Sections 23 and 43 of the Trade Unions Act (TUA) exonerate unions and unionist from all kinds of civil or criminal liabilities which they could have been exposed to as a result of industrial actions thereby entrenching their right and immunity while industrial actions subsist.

But all rights come with duties, and so the same piece of legislation (TUA) from sections 4 to 9 also imposes on striking unions and unionists the duty to comply with some nonnegotiable conditions before their industrial actions could become truly lawful. This demands among other things that trade unions like ASUU give the Federal Government through the Minister of labour, a fourteen-day notice of a looming strike after the expiration of which they must also resort to arbitration tribunal for conciliation and serve notice of failure of these prerequisites before finally embarking on a strike. The idea behind these statutory contemplations apparently is so that the wider populace and the policy makers are given a notice to brace up for a looming strike and give responsible policy makers like Adamu Adamu who publicly and honourably admitted that “the Government has failed to live up to its promises” the chance to show some act of responsibility.

It is obvious that ASUU did not comply with all of these statutory requirements and so the industrial action they resolved to embark on is unlawful and could gives anyone who suffers any special damage a good cause of action in the courts for damages. In Nigeria sadly, legal battle is the last thing any short-tempered person wants to fight.
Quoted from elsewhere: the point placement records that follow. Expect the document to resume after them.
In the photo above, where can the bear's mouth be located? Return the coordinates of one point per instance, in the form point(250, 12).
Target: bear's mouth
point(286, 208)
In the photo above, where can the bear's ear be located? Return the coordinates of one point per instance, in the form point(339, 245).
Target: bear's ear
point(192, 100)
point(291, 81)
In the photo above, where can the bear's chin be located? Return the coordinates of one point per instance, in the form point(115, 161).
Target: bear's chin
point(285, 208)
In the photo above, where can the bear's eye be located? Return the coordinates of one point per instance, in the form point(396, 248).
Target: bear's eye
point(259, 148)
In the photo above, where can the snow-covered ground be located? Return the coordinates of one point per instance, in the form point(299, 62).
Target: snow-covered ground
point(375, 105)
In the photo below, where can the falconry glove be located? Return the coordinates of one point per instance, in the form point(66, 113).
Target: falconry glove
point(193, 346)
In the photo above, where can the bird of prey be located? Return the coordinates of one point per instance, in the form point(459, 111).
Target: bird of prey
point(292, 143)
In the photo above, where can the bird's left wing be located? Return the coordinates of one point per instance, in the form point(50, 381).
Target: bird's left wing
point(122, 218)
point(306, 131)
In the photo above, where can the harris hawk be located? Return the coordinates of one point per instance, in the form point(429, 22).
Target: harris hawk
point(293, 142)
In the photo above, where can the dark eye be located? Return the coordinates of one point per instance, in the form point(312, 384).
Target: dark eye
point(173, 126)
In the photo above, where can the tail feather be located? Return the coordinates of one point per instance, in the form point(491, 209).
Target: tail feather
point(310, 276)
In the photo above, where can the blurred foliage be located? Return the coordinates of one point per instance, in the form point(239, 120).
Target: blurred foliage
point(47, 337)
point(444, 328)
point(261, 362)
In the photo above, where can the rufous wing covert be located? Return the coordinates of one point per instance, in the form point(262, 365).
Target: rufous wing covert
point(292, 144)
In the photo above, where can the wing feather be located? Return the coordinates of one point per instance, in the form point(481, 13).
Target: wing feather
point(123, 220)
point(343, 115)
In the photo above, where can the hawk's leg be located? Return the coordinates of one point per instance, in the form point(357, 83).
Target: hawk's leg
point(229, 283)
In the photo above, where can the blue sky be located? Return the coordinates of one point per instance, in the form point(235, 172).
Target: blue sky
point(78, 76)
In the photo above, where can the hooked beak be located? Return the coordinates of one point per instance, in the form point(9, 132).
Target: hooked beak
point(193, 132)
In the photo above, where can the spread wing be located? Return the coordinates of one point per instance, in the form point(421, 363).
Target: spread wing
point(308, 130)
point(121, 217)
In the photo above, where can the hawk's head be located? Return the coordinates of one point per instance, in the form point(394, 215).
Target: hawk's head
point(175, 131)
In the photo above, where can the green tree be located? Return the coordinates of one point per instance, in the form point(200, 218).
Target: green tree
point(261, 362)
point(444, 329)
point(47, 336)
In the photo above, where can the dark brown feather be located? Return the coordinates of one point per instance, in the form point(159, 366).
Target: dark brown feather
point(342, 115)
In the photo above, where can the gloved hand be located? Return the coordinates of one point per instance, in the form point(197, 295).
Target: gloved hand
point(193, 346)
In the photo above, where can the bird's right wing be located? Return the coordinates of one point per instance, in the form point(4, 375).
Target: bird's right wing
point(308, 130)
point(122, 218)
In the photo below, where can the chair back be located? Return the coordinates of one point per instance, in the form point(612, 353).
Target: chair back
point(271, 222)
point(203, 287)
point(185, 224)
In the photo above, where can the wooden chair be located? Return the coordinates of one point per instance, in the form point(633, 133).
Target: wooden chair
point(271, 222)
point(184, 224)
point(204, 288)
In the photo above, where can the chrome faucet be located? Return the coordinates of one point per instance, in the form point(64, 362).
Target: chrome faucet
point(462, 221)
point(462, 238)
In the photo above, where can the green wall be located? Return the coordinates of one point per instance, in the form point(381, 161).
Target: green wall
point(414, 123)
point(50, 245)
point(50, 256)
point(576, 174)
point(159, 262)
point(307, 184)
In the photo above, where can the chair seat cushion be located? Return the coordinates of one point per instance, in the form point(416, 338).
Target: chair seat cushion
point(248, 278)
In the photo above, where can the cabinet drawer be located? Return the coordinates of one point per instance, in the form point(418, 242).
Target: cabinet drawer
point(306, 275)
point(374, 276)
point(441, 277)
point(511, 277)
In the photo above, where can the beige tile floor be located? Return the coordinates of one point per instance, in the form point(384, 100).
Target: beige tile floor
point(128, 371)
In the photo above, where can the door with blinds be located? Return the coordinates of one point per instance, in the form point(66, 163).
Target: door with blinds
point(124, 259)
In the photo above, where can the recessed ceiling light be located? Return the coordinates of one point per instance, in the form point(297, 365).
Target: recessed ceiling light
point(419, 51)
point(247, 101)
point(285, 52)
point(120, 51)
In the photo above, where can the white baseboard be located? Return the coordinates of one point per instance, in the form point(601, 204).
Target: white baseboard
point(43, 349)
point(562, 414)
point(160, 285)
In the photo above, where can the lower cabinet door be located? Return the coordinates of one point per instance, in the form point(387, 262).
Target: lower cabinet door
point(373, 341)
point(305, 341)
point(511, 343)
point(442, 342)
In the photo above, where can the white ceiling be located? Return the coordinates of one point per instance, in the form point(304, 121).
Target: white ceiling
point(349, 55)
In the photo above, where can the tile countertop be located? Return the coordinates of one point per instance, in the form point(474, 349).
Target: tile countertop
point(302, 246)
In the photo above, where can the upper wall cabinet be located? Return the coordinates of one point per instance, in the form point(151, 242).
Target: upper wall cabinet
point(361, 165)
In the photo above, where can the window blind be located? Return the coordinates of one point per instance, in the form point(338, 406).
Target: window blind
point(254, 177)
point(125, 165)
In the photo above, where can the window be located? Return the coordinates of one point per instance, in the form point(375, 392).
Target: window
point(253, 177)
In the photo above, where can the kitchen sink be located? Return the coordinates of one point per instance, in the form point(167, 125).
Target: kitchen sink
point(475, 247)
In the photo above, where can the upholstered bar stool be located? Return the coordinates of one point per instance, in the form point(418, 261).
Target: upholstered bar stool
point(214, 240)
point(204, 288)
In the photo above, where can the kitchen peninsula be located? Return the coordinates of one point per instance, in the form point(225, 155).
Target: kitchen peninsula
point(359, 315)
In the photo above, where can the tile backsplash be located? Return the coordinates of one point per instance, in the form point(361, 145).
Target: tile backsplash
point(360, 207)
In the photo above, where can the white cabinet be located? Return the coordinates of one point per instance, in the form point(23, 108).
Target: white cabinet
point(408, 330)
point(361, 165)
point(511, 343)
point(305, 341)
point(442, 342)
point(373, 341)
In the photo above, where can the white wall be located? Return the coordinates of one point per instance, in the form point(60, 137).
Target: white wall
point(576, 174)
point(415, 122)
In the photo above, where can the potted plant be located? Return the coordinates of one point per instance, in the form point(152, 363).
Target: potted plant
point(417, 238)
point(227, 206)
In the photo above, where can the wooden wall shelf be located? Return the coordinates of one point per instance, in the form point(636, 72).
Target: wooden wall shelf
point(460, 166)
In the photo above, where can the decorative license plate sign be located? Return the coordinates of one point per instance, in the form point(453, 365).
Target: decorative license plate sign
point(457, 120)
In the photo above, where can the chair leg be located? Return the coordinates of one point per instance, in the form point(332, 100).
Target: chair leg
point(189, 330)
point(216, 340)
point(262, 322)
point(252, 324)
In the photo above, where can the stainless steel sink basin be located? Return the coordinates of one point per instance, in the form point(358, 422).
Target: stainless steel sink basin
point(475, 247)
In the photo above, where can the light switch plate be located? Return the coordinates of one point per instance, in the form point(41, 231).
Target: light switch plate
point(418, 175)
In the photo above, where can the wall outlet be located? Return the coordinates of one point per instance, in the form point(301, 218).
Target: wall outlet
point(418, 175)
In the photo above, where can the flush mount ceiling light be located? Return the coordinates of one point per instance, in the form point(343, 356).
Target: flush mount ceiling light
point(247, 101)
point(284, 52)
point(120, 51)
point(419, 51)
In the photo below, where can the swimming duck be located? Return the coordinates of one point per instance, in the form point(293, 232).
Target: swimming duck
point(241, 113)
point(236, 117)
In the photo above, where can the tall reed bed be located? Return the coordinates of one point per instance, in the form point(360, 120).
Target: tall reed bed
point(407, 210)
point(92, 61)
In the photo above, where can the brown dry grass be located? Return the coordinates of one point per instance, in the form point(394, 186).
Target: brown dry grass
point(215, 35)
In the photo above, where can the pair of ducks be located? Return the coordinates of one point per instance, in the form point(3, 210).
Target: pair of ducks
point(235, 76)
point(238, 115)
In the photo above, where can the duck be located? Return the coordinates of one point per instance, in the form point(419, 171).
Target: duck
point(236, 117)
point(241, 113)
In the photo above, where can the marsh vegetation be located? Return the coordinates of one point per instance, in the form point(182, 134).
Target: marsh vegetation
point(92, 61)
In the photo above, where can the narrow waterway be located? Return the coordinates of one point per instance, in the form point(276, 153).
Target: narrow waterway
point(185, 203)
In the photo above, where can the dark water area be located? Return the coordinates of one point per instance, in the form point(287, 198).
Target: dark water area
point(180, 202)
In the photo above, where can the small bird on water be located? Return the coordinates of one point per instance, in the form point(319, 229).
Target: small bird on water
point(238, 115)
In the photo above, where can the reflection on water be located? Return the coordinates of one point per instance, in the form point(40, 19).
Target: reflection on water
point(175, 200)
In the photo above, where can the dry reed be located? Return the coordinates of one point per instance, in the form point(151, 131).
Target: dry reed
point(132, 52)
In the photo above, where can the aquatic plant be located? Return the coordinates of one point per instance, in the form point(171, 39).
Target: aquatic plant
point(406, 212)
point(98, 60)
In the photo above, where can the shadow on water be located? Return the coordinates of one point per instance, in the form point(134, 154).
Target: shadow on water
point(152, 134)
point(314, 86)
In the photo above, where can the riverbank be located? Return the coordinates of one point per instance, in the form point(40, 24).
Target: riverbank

If it were elsewhere, it would have thought ASUU a great deal of lesson by defeaning her ears of multi million Naira suits thereby imposing some level of decorum in the system.

It is unfortunate that in 2017, we still have ASUU strike impairing students’ dreams. It is regrettable that Nigerians are going to Ghana and Benin and elsewhere in Africa in pursuit of better academic atmosphere.

Lastly, I strongly urge Mal. Adamu Adamu to especially put his theories into practice to immediately truncate this strike before it gets out of hand.